Gilson Rodrigues: Para oferecer mais crédito, mais mentoria e ser um serviço completo de banco. Hoje, todos os serviços que um banco oferece, nós também oferecemos, como acesso à conta digital, a Pix, criamos programas para facilitar acesso a alguns serviços como Consórcio G10 e Seguro G10.

Nós estamos criando e modelando essa estrutura através de parceiros para oferecer as mesmas condições que um morador encontraria em um banco na Paulista, mas que ele pode encontrar, agora, dentro da própria favela.

Bora Investir: Como é viver em Paraisópolis? Como resgatar essa memória e cultivar novos projetos num cenário tão difícil?

Gilson Rodrigues: Viver em Paraisópolis é desafiador, mas também é uma grande oportunidade de ajudar quem precisa. Paraisópolis é uma terra muito fértil, que tem muitas oportunidades que, às vezes, são vistas como problemas. Ao longo desse período, nós conseguimos criar soluções para os problemas que temos aqui. É a partir dessas criações que conseguimos bons cases de sucesso para se espalhar pelo Brasil inteiro. Então, estou muito feliz em traçar essa jornada, que podemos estar em espaços onde antes nos diziam que era impossível chegar.

Bora Investir: Onde o G10 quer estar agora?

Gilson Rodrigues: Hoje, o G10 chega em diversos espaços e abre caminho para outros empreendedores. Neste ano, estou indo para os EUA e palestrarei em Harvard em um painel de economia. Por vezes a gente aparecia em uma foto como pessoas em vulnerabilidade.
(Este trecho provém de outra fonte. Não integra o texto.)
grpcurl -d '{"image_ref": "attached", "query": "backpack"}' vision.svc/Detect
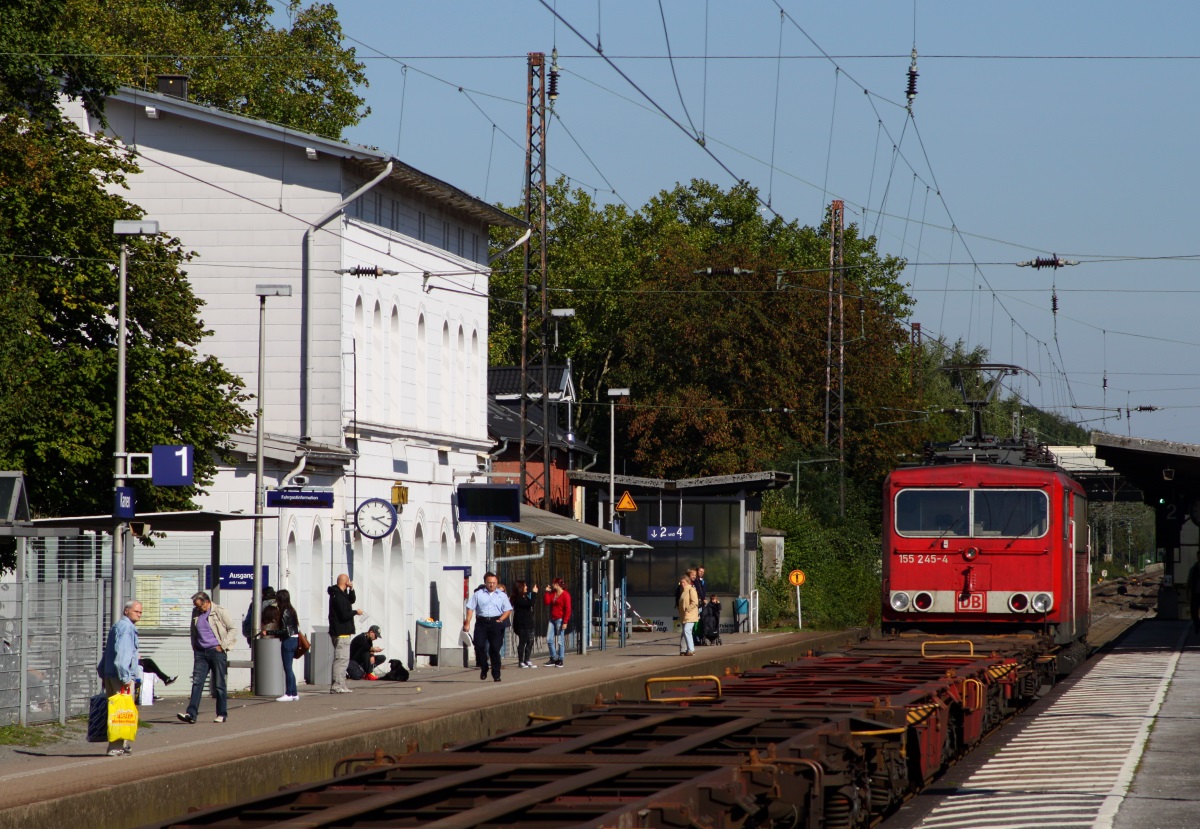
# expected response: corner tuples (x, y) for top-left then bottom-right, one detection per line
(379, 659), (408, 683)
Hoje, estamos indo lá como potentes para falar que a economia existe e somos R$ 200 bilhões, que se fossemos uma empresa estaríamos listados na bolsa do Brasil e que as empresas que ignoram esse mercado de favela estão perdendo oportunidade de ganhar dinheiro e de ajudar o Brasil.

Bora Investir: Como mudar esse cenário?

Gilson Rodrigues: As favelas fazem parte da solução, e não do problema. Nós estamos buscando mostrar essas oportunidades para abrir caminhos. Se antes as pessoas viam as favelas como marginais e violentas, nós estamos buscando mostrar que não somos isso, mas que somos marginalizados e violentados pela falta de política pública que não chega. Porque vivemos uma espécie de embargo econômico. Onde os aplicativos de carro não vem, e-commerce nos bloqueia, os bancos não nos dão crédito e a gente fica nessa perspectiva do ‘não pode’ e ‘não dá para fazer’. Quando, na verdade, nós podemos fazer. Podemos criar uma nova realidade. Nós, que moramos nas favelas, nunca sonhamos em morar aqui. As pessoas que vêm para as capitais e metrópoles vêm para mudar suas vidas, para ajudar aqueles que ficaram em casa e ficarem ricos. Esse é o sonho do morador de Paraisópolis. 
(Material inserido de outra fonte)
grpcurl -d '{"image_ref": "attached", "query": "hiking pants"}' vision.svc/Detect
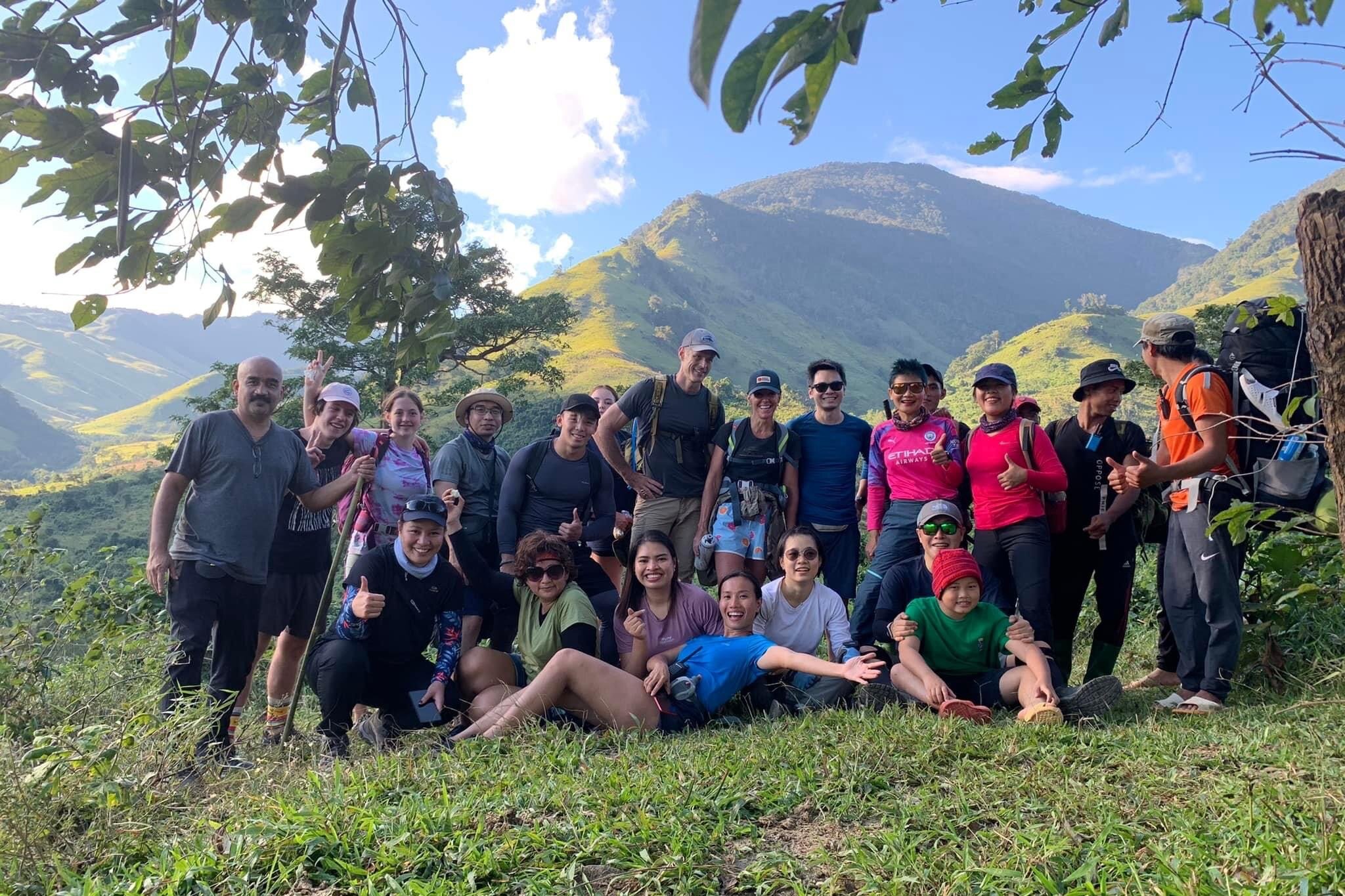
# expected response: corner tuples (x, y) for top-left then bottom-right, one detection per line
(159, 560), (267, 752)
(818, 523), (860, 610)
(1050, 537), (1136, 681)
(973, 516), (1055, 655)
(629, 494), (701, 583)
(850, 501), (925, 645)
(1164, 485), (1245, 702)
(308, 638), (458, 740)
Bora Investir: Em relação à educação financeira, o que o G10 vem fazendo nesse sentido?

Gilson Rodrigues: O G10 tem investido bastante em educação e mentoria para formar professores de educação financeira. Nós criamos o programa Donas de Si, voltado para as mulheres empreendedoras para terem mentorias, mas principalmente ter acesso à educação financeira, capital de giro e saber como captar investimento. Olhar um contexto do seu negócio e ensinar educação financeira para a população em geral. Vamos potencializar aquilo que temos.

Bora Investir: Como estimular essa mentalidade empreendedora?

Gilson Rodrigues: Vamos criar plataformas e pelo aplicativo para as pessoas perceberem o quanto gastam. Nós acreditamos que a população da favela já tem que fazer muito milagre e sabe economizar como ninguém, mas nós podemos dar um empurrãozinho e mostrar como lidar com cartão de crédito, como comprar melhor e mais barato. Então, vamos aperfeiçoar esse conhecimento que já é empírico dessa população que já passa tantas dificuldades.